NBCUniversal hasn't confirmed which original series will be available when the service debuts, and none of the titles announced so far have gotten the sort of hype that Apple TV+'s The Morning Show got -- much less the level of anticipation that Disney+'s The Mandalorian enjoyed.
Peacock may not have hot original series (though there's still time for hype to build), but what it will have are about 7,500 hours of free programming from NBCUniversal's stash. Recent episodes of some NBC shows -- those in their first year airing -- will appear the day after they air, Hulu-style.
A limited vision
Ad-supported streaming services can work, but they rarely draw as much attention -- be it from customers, critics, or tech investors -- as their paid counterparts. NBCUniversal's stash of media properties could help change that, especially with a hefty budget for original content.
And Peacock's content budget does look pretty hefty, at least in a vacuum: Comcast will spend $2 billion on content over the next two years. The problem is that $2 billion is not nearly as eye-popping a figure for a content budget as it might have been a few years ago. Apple announced a content budget of $1 billion ahead of its Apple TV+ launch, but soon allowed its budget to balloon to $6 billion as of Apple TV+'s launch a few months ago. Disney+ is spending $3.25 billion annually, and Netflix could spend north of $17 billion in 2020.
Can Peacock dazzle?
The comparison to Apple TV+ only goes so far. While Peacock is spending less than Apple is, it also has more content in-house from the get-go (Apple, of course, had pretty much nothing). But it's also worth remembering that Apple TV+'s spending has netted it just one noteworthy show -- The Morning Show -- and, even with that show, more attention from culture critics than from subscribers.

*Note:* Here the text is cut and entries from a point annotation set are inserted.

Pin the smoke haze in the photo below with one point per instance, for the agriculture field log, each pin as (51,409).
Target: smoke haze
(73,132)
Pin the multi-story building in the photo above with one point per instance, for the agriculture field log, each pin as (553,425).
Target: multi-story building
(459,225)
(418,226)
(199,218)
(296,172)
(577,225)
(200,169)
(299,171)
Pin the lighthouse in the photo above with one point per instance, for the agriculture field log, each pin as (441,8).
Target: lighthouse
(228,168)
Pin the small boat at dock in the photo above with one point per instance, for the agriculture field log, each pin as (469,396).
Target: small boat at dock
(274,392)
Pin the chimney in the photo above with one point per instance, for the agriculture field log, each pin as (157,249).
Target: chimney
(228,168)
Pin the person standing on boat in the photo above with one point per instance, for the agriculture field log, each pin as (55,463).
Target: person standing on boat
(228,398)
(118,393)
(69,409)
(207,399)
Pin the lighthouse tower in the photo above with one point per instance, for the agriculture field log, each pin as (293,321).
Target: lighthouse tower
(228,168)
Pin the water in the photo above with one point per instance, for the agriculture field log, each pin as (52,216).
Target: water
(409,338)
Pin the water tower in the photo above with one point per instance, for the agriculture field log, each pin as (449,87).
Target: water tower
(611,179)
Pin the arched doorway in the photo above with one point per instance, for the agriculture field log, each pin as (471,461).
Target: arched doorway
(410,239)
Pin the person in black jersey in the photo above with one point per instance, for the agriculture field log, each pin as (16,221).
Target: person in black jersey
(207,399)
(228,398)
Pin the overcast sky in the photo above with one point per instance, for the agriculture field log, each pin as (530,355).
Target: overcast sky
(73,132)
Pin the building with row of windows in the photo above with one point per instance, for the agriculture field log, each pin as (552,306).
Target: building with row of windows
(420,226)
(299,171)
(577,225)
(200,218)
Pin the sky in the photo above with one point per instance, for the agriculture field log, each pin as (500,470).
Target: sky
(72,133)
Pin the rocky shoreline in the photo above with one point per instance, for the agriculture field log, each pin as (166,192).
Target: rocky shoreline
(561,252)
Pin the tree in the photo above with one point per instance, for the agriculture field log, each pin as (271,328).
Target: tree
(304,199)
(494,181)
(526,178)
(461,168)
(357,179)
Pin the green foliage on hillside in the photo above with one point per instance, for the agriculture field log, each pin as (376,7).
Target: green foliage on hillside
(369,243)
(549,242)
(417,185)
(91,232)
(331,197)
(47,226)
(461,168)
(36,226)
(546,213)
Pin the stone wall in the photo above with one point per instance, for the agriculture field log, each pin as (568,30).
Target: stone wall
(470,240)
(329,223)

Peacock will be going to war with less to spend and with even more competitors, including the soon-to-launch HBO Max from AT&T(NYSE:T). It will have to make its way in a fractured market full of subscription churn, where pricing a service to be in direct competition with (and, to some budget-minded consumers, mutually exclusive with) its peers may have more rewards but also more risks than its current free-to-stream strategy.
Comcast's decision to structure Peacock differently appears to be a part of a larger strategy to remain cautious and avoid tackling Netflix and Disney+ head-on with a big-budget SVOD service. Strategies like rolling out the ad-supported version of the service to existing Comcast customers should help limit the downside to this service.
But a limited vision also means a limited upside for Peacock. For the time being, it's hard to imagine that Peacock will draw attention in the way that Disney+ has.